4. Relai : à partir de quand un humain doit-il prendre le relai ?
Tout d’abord, il faudra être très clair sur le fait que c’est avec un bot et non avec un humain que l’on dialogue, sinon on risque de créer de la déception. Le bot devra faire comprendre ce qu’il peut et ne peut pas faire et devra guider la conversation dans les bonnes directions. Et s’il n’en est pas capable, il devra proposer des solutions alternatives ou passer le relai à un humain.
Il faudra donc trouver un équilibre entre l’humain et le logiciel. D’une part, parce que les chatbots ont un champ d’action aujourd’hui limité par l’état de la technologie, mais aussi parce qu’on ne pourra pas et on n’aura pas intérêt à tout automatiser. Un niveau d’empathie inapproprié ou un service mal calibré et peu fiable endommagerait la marque, voire causerait un bad buzz, comme celui que Microsoft a essuyé avec Tay, son chatbot qui a dérapé en répétant des phrases racistes d’utilisateurs mal intentionnés.
Ceux qui parviendront à trouver cet équilibre humain – machine tout en intégrant le chatbot dans leur stratégie de marque réussiront à améliorer leur expérience client et à construire de l’engagement et de la confiance qui viendront nourrir la marque.
5. Organisation : quel impact sur l’organisation interne ?
Enfin, les chatbots posent aussi un défi à l’organisation interne. Si le chatbot a vocation à être plus qu’un simple coup de communication, alors c’est un vrai sujet de transformation digitale qui impactera l’organisation et les process.
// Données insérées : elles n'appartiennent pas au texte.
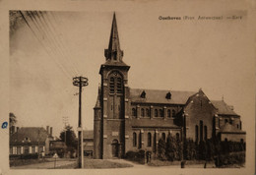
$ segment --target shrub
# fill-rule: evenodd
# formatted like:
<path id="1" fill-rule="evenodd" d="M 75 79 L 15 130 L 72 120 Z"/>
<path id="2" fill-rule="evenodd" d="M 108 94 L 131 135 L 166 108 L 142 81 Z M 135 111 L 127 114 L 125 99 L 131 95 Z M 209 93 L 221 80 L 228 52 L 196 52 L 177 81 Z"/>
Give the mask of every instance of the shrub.
<path id="1" fill-rule="evenodd" d="M 218 164 L 219 159 L 219 164 Z M 216 166 L 222 167 L 230 164 L 243 164 L 245 162 L 245 152 L 232 152 L 219 155 L 215 158 Z"/>
<path id="2" fill-rule="evenodd" d="M 145 163 L 145 150 L 141 149 L 139 151 L 128 151 L 125 154 L 125 158 L 131 160 L 131 161 L 136 161 L 139 163 L 144 164 Z"/>

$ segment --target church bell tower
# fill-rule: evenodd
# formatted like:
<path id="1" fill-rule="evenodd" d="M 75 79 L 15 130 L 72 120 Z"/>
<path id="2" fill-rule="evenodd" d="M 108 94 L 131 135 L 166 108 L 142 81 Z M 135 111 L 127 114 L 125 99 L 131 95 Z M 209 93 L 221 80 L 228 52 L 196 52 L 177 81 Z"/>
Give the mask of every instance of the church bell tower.
<path id="1" fill-rule="evenodd" d="M 128 71 L 130 66 L 122 60 L 123 51 L 120 48 L 115 13 L 108 48 L 104 50 L 104 56 L 105 63 L 99 70 L 101 76 L 98 98 L 100 112 L 96 112 L 100 114 L 100 117 L 98 116 L 100 118 L 99 126 L 96 127 L 100 129 L 97 133 L 99 141 L 95 143 L 97 145 L 95 146 L 95 148 L 99 155 L 97 158 L 120 158 L 125 152 L 125 116 L 128 116 Z"/>

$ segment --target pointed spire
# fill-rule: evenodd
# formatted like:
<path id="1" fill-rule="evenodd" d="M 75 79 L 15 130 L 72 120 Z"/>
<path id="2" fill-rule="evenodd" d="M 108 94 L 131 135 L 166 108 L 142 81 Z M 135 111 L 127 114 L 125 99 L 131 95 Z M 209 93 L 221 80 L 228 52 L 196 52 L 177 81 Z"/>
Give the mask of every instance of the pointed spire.
<path id="1" fill-rule="evenodd" d="M 113 15 L 108 49 L 105 49 L 105 58 L 110 61 L 122 62 L 123 51 L 120 49 L 115 13 Z"/>

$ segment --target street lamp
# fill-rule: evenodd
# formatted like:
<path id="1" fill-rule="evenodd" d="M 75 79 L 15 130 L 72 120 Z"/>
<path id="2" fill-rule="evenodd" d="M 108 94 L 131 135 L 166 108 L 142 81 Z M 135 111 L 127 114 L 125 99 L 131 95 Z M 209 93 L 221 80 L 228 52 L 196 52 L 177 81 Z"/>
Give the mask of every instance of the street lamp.
<path id="1" fill-rule="evenodd" d="M 88 86 L 88 78 L 75 77 L 73 78 L 73 85 L 79 87 L 79 114 L 78 114 L 78 168 L 84 168 L 84 152 L 83 152 L 83 128 L 81 117 L 81 93 L 82 87 Z"/>

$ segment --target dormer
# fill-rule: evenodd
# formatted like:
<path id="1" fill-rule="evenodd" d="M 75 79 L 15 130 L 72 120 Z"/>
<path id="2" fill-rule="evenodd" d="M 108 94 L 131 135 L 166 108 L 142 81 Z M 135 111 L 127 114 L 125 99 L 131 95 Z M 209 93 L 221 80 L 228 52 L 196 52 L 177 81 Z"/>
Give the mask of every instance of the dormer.
<path id="1" fill-rule="evenodd" d="M 146 98 L 146 92 L 145 92 L 145 90 L 142 91 L 142 93 L 141 93 L 141 98 Z"/>
<path id="2" fill-rule="evenodd" d="M 166 95 L 165 95 L 165 98 L 166 98 L 166 99 L 171 99 L 171 93 L 170 93 L 170 92 L 167 92 Z"/>

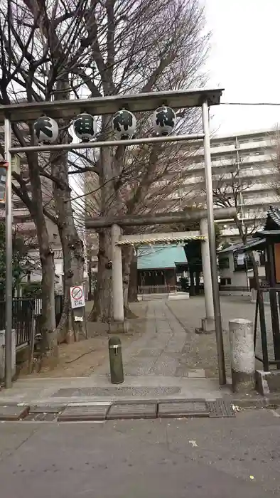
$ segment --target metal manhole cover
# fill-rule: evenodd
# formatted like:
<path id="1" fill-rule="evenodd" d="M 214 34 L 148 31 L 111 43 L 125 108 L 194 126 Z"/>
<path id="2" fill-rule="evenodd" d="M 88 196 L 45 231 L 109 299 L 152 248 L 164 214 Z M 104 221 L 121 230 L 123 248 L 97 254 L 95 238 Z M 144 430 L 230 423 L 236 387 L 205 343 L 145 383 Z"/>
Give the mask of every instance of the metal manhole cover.
<path id="1" fill-rule="evenodd" d="M 58 413 L 28 413 L 27 417 L 23 418 L 23 422 L 54 422 L 58 418 Z"/>
<path id="2" fill-rule="evenodd" d="M 209 415 L 209 408 L 205 401 L 171 401 L 158 403 L 158 417 L 208 417 Z"/>
<path id="3" fill-rule="evenodd" d="M 166 394 L 176 394 L 181 391 L 180 387 L 91 387 L 81 388 L 78 390 L 72 388 L 58 389 L 52 398 L 68 396 L 151 396 L 158 397 Z"/>
<path id="4" fill-rule="evenodd" d="M 156 418 L 156 403 L 122 403 L 112 405 L 107 418 Z"/>
<path id="5" fill-rule="evenodd" d="M 231 403 L 217 398 L 215 401 L 207 401 L 210 417 L 235 417 Z"/>
<path id="6" fill-rule="evenodd" d="M 29 406 L 4 405 L 0 406 L 0 420 L 20 420 L 26 416 Z"/>

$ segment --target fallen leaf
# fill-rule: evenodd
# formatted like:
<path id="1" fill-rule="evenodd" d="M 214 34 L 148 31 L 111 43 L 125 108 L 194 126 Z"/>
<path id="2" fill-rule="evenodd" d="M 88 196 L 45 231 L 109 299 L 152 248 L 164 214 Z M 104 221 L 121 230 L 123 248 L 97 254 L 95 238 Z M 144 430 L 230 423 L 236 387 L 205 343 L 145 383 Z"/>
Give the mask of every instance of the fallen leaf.
<path id="1" fill-rule="evenodd" d="M 198 446 L 198 445 L 196 444 L 196 441 L 190 440 L 190 441 L 189 441 L 189 443 L 190 445 L 192 445 L 193 447 Z"/>

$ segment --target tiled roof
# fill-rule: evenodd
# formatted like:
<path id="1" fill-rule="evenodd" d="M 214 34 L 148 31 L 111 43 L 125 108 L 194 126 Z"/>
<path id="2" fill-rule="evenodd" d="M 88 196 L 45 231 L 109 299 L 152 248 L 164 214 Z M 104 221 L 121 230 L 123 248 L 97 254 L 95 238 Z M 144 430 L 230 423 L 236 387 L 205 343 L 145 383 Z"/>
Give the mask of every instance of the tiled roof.
<path id="1" fill-rule="evenodd" d="M 142 246 L 138 250 L 138 270 L 175 268 L 175 263 L 186 263 L 184 248 L 177 244 Z"/>
<path id="2" fill-rule="evenodd" d="M 270 216 L 271 220 L 280 228 L 280 209 L 275 206 L 270 206 L 267 211 L 267 216 Z"/>

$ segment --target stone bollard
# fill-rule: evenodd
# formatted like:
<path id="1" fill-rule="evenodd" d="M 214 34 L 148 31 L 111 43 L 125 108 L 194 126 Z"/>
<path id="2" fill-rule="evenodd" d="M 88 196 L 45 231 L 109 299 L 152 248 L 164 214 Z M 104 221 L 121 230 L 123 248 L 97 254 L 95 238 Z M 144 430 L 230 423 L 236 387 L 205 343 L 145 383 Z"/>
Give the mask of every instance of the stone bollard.
<path id="1" fill-rule="evenodd" d="M 249 393 L 255 388 L 253 323 L 235 318 L 229 326 L 232 391 Z"/>
<path id="2" fill-rule="evenodd" d="M 112 384 L 121 384 L 124 382 L 124 369 L 122 366 L 122 342 L 119 337 L 117 337 L 117 336 L 110 337 L 108 346 L 111 382 Z"/>
<path id="3" fill-rule="evenodd" d="M 11 331 L 11 375 L 16 375 L 16 331 Z M 5 331 L 0 330 L 0 380 L 5 378 Z"/>

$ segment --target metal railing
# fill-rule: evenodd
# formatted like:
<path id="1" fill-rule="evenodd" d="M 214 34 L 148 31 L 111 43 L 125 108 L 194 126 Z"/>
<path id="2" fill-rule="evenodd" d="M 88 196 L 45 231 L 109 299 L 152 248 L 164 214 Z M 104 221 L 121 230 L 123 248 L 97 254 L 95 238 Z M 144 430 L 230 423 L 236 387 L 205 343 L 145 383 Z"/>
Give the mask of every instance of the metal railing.
<path id="1" fill-rule="evenodd" d="M 177 285 L 139 285 L 138 294 L 170 294 L 176 292 Z"/>
<path id="2" fill-rule="evenodd" d="M 6 327 L 6 303 L 0 301 L 0 330 Z M 63 296 L 55 298 L 55 322 L 58 325 L 61 317 Z M 16 331 L 17 347 L 28 344 L 31 337 L 33 314 L 40 314 L 42 309 L 41 297 L 14 298 L 12 308 L 12 327 Z"/>
<path id="3" fill-rule="evenodd" d="M 269 358 L 267 344 L 267 317 L 264 309 L 264 297 L 269 300 L 270 304 L 270 318 L 272 332 L 274 359 Z M 280 327 L 279 327 L 280 288 L 259 288 L 257 290 L 256 308 L 254 315 L 254 344 L 256 359 L 261 361 L 265 371 L 269 371 L 271 365 L 276 365 L 280 369 Z M 256 354 L 257 334 L 258 319 L 262 341 L 262 356 Z"/>
<path id="4" fill-rule="evenodd" d="M 240 291 L 241 292 L 249 292 L 250 289 L 247 285 L 219 285 L 219 290 L 221 292 L 226 290 Z"/>

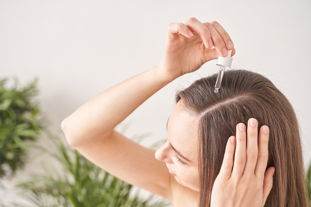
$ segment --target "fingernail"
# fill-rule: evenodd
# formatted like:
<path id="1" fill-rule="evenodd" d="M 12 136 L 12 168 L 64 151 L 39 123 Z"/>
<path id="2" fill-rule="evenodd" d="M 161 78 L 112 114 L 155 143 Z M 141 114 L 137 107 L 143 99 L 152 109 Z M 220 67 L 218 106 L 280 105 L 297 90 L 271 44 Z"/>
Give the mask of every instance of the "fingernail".
<path id="1" fill-rule="evenodd" d="M 225 48 L 222 48 L 222 54 L 225 56 L 227 56 L 228 55 L 228 51 Z"/>
<path id="2" fill-rule="evenodd" d="M 210 39 L 210 40 L 208 40 L 208 44 L 210 47 L 213 47 L 213 41 L 212 41 L 211 39 Z"/>
<path id="3" fill-rule="evenodd" d="M 245 126 L 243 124 L 239 124 L 239 128 L 241 131 L 244 131 L 245 130 Z"/>
<path id="4" fill-rule="evenodd" d="M 192 32 L 191 31 L 190 31 L 189 30 L 188 30 L 188 34 L 189 34 L 189 35 L 191 36 L 191 37 L 193 35 L 193 34 L 192 33 Z"/>
<path id="5" fill-rule="evenodd" d="M 257 121 L 254 118 L 252 118 L 249 120 L 249 123 L 251 124 L 251 126 L 253 127 L 255 127 L 256 126 L 256 123 Z"/>
<path id="6" fill-rule="evenodd" d="M 230 48 L 233 48 L 233 43 L 230 40 L 228 40 L 228 47 Z"/>
<path id="7" fill-rule="evenodd" d="M 262 127 L 262 131 L 265 134 L 268 134 L 268 131 L 269 131 L 269 128 L 267 126 L 264 126 Z"/>

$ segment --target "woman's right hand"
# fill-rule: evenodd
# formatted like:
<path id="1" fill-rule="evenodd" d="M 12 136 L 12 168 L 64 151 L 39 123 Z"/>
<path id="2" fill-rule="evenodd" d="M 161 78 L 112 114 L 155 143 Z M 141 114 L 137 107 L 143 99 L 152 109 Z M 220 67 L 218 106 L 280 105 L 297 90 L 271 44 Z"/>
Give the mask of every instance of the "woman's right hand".
<path id="1" fill-rule="evenodd" d="M 194 72 L 219 55 L 226 57 L 228 50 L 232 50 L 231 56 L 235 53 L 233 44 L 228 45 L 229 40 L 232 42 L 229 35 L 215 21 L 202 23 L 192 17 L 184 24 L 170 23 L 168 29 L 164 54 L 157 65 L 166 80 Z M 192 36 L 188 30 L 194 34 Z"/>

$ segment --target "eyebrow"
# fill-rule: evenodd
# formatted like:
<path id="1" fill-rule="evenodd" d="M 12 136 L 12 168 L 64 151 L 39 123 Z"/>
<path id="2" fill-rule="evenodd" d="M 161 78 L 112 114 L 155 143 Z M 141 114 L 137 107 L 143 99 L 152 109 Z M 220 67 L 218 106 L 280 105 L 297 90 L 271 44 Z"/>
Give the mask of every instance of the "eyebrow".
<path id="1" fill-rule="evenodd" d="M 166 123 L 166 131 L 167 131 L 167 124 L 169 123 L 169 117 L 170 117 L 170 116 L 170 116 L 169 117 L 169 118 L 168 119 L 167 119 L 167 122 Z M 174 150 L 174 151 L 175 151 L 175 152 L 176 153 L 176 154 L 179 155 L 181 157 L 184 159 L 187 160 L 188 162 L 189 163 L 193 162 L 192 161 L 191 161 L 190 160 L 184 157 L 182 154 L 181 154 L 181 153 L 180 152 L 179 152 L 179 151 L 178 151 L 178 150 L 177 150 L 174 148 L 174 147 L 173 146 L 173 145 L 172 145 L 172 144 L 171 144 L 170 142 L 169 143 L 169 145 L 172 147 L 172 148 L 173 148 L 173 150 Z"/>

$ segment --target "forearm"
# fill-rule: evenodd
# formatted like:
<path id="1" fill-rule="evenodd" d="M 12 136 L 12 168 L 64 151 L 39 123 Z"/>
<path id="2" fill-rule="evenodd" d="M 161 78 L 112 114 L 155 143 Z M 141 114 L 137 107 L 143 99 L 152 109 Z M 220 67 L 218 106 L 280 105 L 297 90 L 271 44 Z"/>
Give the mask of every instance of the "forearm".
<path id="1" fill-rule="evenodd" d="M 145 101 L 171 81 L 156 66 L 108 88 L 85 103 L 62 123 L 71 144 L 109 135 Z"/>

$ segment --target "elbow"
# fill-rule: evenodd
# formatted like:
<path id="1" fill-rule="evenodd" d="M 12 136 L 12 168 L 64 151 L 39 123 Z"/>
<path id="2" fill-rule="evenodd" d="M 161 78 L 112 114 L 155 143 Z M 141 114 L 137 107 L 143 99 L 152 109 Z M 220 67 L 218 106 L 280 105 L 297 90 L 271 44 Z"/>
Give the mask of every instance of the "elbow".
<path id="1" fill-rule="evenodd" d="M 65 134 L 65 137 L 66 138 L 66 140 L 67 141 L 67 143 L 69 145 L 72 146 L 73 143 L 72 143 L 71 140 L 69 139 L 69 137 L 68 136 L 67 123 L 66 121 L 66 118 L 62 121 L 62 123 L 61 123 L 60 127 L 62 129 L 62 130 Z"/>

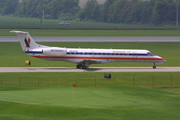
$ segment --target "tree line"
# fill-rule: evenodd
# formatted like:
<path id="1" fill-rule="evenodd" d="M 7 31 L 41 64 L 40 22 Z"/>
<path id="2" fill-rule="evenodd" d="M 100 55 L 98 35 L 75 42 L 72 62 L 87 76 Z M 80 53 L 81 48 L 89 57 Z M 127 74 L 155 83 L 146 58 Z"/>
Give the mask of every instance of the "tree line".
<path id="1" fill-rule="evenodd" d="M 122 24 L 175 24 L 176 0 L 43 0 L 46 19 L 78 19 Z M 41 17 L 41 0 L 0 0 L 0 14 L 19 17 Z"/>

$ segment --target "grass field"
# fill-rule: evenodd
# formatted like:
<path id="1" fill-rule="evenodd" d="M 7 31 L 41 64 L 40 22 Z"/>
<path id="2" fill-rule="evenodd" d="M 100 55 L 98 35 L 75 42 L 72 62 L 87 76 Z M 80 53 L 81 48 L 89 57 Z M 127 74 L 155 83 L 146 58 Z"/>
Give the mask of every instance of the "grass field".
<path id="1" fill-rule="evenodd" d="M 152 26 L 136 24 L 82 22 L 78 20 L 67 20 L 70 26 L 60 26 L 64 20 L 45 19 L 44 25 L 38 18 L 22 18 L 13 16 L 0 16 L 1 29 L 59 29 L 59 30 L 177 30 L 174 26 Z"/>
<path id="2" fill-rule="evenodd" d="M 104 79 L 99 72 L 65 73 L 0 73 L 0 85 L 24 88 L 49 88 L 77 84 L 80 87 L 135 85 L 149 88 L 180 87 L 179 72 L 110 72 L 112 79 Z"/>
<path id="3" fill-rule="evenodd" d="M 164 64 L 158 66 L 180 66 L 180 43 L 40 43 L 48 46 L 67 47 L 67 48 L 113 48 L 113 49 L 147 49 L 152 53 L 166 59 Z M 25 61 L 30 60 L 32 67 L 75 67 L 76 64 L 60 61 L 44 61 L 30 57 L 21 52 L 20 43 L 1 43 L 0 44 L 0 67 L 25 67 Z M 109 63 L 91 66 L 121 67 L 121 66 L 149 66 L 152 63 Z M 90 67 L 91 67 L 90 66 Z"/>
<path id="4" fill-rule="evenodd" d="M 48 89 L 0 88 L 0 119 L 180 119 L 179 88 L 77 87 L 74 94 L 72 85 Z"/>
<path id="5" fill-rule="evenodd" d="M 16 36 L 14 29 L 0 29 L 0 36 Z M 180 30 L 56 30 L 16 29 L 28 31 L 31 36 L 180 36 Z"/>

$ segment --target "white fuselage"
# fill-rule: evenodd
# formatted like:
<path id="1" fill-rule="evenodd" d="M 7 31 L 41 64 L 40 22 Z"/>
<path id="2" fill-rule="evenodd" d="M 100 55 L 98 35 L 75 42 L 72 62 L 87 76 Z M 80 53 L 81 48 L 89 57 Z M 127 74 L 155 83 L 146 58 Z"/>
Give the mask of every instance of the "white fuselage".
<path id="1" fill-rule="evenodd" d="M 52 49 L 54 49 L 54 47 L 52 47 Z M 26 51 L 26 53 L 35 58 L 44 60 L 67 61 L 72 63 L 80 63 L 83 60 L 94 61 L 92 64 L 103 64 L 109 62 L 150 62 L 158 64 L 165 62 L 165 59 L 153 55 L 147 50 L 68 48 L 66 50 L 66 55 L 54 55 L 53 51 L 49 54 L 43 54 L 41 48 L 29 52 Z"/>

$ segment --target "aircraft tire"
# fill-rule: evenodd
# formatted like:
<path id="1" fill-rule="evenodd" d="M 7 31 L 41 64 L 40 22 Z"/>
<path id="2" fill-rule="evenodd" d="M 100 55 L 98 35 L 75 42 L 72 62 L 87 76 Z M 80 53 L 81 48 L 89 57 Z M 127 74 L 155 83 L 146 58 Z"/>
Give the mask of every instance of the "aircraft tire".
<path id="1" fill-rule="evenodd" d="M 78 68 L 78 69 L 81 68 L 81 65 L 77 65 L 76 68 Z"/>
Notre conviction est que la transformation digitale est avant tout un sujet de transformation business, dans un contexte de concurrence accrue et de recherche de leviers de croissance. Or la marque est un asset clé de création de croissance.
Quel service doit être en charge? La marque, la communication, le marketing ou le digital? Chaque entreprise a sa propre organisation et ses propres objectifs et il est probable que tous ces départements seront impliqués à des degrés divers et seront amenés à collaborer. Mais il sera crucial de déterminer des principes de gouvernance pour concilier l’efficacité optimale dans la conduite du projet tout en s’assurant que l’on ne trahit pas la marque. Mieux, un chatbot doit apporter de la valeur à la marque et réciproquement, la marque doit apporter une proposition de valeur spécifique pour faire du chatbot quelque chose d’unique, un champ d’expression de la marque et non pas juste le «gadget» technologique du moment.
C’est à cette condition que le chatbot sera un «brandbot», qui accompagnera vraiment la «brand transformation» et sera source de croissance pour la marque et le business.